@@ 0,0 1,117 @@
+---
+title: Investigating a SIGBUS in a Go program
+---
+
+I have been happily using Gokrazy on an old Raspberry Pi.
+
+=> /2022/go-ing-krazy-raspberry-pi-model-b/ Go(ing)krazy on a Raspberry Pi (Model B)
+
+One of the package that I use is a time series database called VictoriaMetrics (similar to Prometheus).
+
+=> https://victoriametrics.com/
+
+This setup runs pretty well and it gathers every minute:
+* temperature in every room (via the FRITZ!DECT 301)
+* electricity on some appliance (via Shelly Plug S)
+* Internet connectivity statistics (via FRITZ!Box)
+
+However when I repeatedly looked at some metrics (using Grafana), VictoriaMetrics sometimes encountered a fatal error:
+
+```
+fatal error: fault
+[signal SIGBUS: bus error code=0x1 addr=0x0 pc=0x6b2168]
+
+goroutine 111 [running]:
+runtime.throw({0xa8fb4f, 0x5})
+ /usr/lib/go/src/runtime/panic.go:1047 +0x4c fp=0x2d8ec78 sp=0x2d8ec64 pc=0x4dcc0
+runtime.sigpanic()
+ /usr/lib/go/src/runtime/signal_unix.go:834 +0xa8 fp=0x2d8ec94 sp=0x2d8ec78 pc=0x67ccc
+math.IsNaN(...)
+ /usr/lib/go/src/math/bits.go:39
+github.com/VictoriaMetrics/VictoriaMetrics/app/vmselect/promql.removeEmptySeries(...)
+ /home/olivier/go/pkg/mod/github.com/!victoria!metrics/!victoria!metrics@v1.88.1/app/vmselect/promql/exec.go:180
+github.com/VictoriaMetrics/VictoriaMetrics/app/vmselect/promql.newBinaryOpFunc.func1(0x237af20)
+ /home/olivier/go/pkg/mod/github.com/!victoria!metrics/!victoria!metrics@v1.88.1/app/vmselect/promql/binary_op.go:95 +0x7e8 fp=0x2d8ed9c sp=0x2d8ec98 pc=0x6b2168
+github.com/VictoriaMetrics/VictoriaMetrics/app/vmselect/promql.evalBinaryOp(0x0, 0x2998280, 0x206f5e0)
+ /home/olivier/go/pkg/mod/github.com/!victoria!metrics/!victoria!metrics@v1.88.1/app/vmselect/promql/eval.go:410 +0x344 fp=0x2d8ee1c sp=0x2d8ed9c pc=0x6b8234
+github.com/VictoriaMetrics/VictoriaMetrics/app/vmselect/promql.evalExprInternal(0x0, 0x2998280, {0xd74640, 0x206f5e0})
+ /home/olivier/go/pkg/mod/github.com/!victoria!metrics/!victoria!metrics@v1.88.1/app/vmselect/promql/eval.go:290 +0x314 fp=0x2d8eefc sp=0x2d8ee1c pc=0x6b6b5c
+github.com/VictoriaMetrics/VictoriaMetrics/app/vmselect/promql.evalExpr(0x0, 0x2998280, {0xd74640, 0x206f5e0})
+...
+```
+
+The program restarted automatically and the next metric retrieval was fine.

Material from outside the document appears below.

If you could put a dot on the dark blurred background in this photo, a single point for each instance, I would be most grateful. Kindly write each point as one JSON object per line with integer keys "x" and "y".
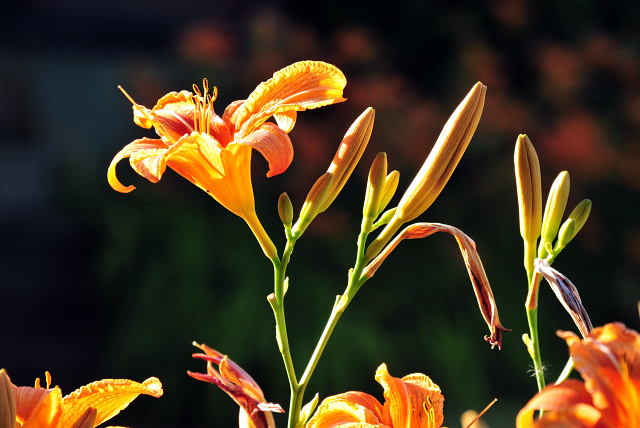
{"x": 96, "y": 284}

So there was a bug, but I could live with it (and I did for a time).
+
+## Digging into the code
+
+The panicking part of the code looks at all elements of a slice of []float64 and checks if all of them are not-a-number (NaN). The panic happens in the math.IsNaN function, which is a one-liner: return f != f
+
+Reading a bit about SIGBUS, it means
+
+> that a process is trying to access memory that the CPU cannot physically address
+
+=> https://en.wikipedia.org/wiki/Bus_error Bus error (Wikipedia)
+
+## printf() debugging
+
+Looking up on the Internet, I saw no reported bug that looked like mine and decided to dig further. I made a clone of the VictoriaMetrics repo and tried "The most effective debugging tool" from Brian Kernighan, "Unix for Beginners" (1979).
+
+> The most effective debugging tool is still careful thought, coupled with judiciously placed print statements.
+
+Adding a defer statement did not work, trying to print the value of the float64 also crashed before having the change to have the value printed.
+I also printed the address of the float64: it worked, but I didn't see anything suspect (the address looked legit).
+
+## core dump debugging
+
+Since the bug appeared to be low-level, I thought of generating a core dump. It wasn't trivial, because by default, Gokrazy does not provide shell access out of the box. After installing breakglass and busybox, I was able to get a core dump, by running:
+
+```
+ulimit -c unlimited
+GOTRACEBACK=crash ./victoria-metrics
+```
+
+The hard part was analyzing the core dump. I couldn't easily install a debugger on my Raspberry Pi, so I transferred it to my main machine.
+* Opening it with delve (the debugger of choice for go) did not work, since ARM6 (32 bits) is not a supported platform.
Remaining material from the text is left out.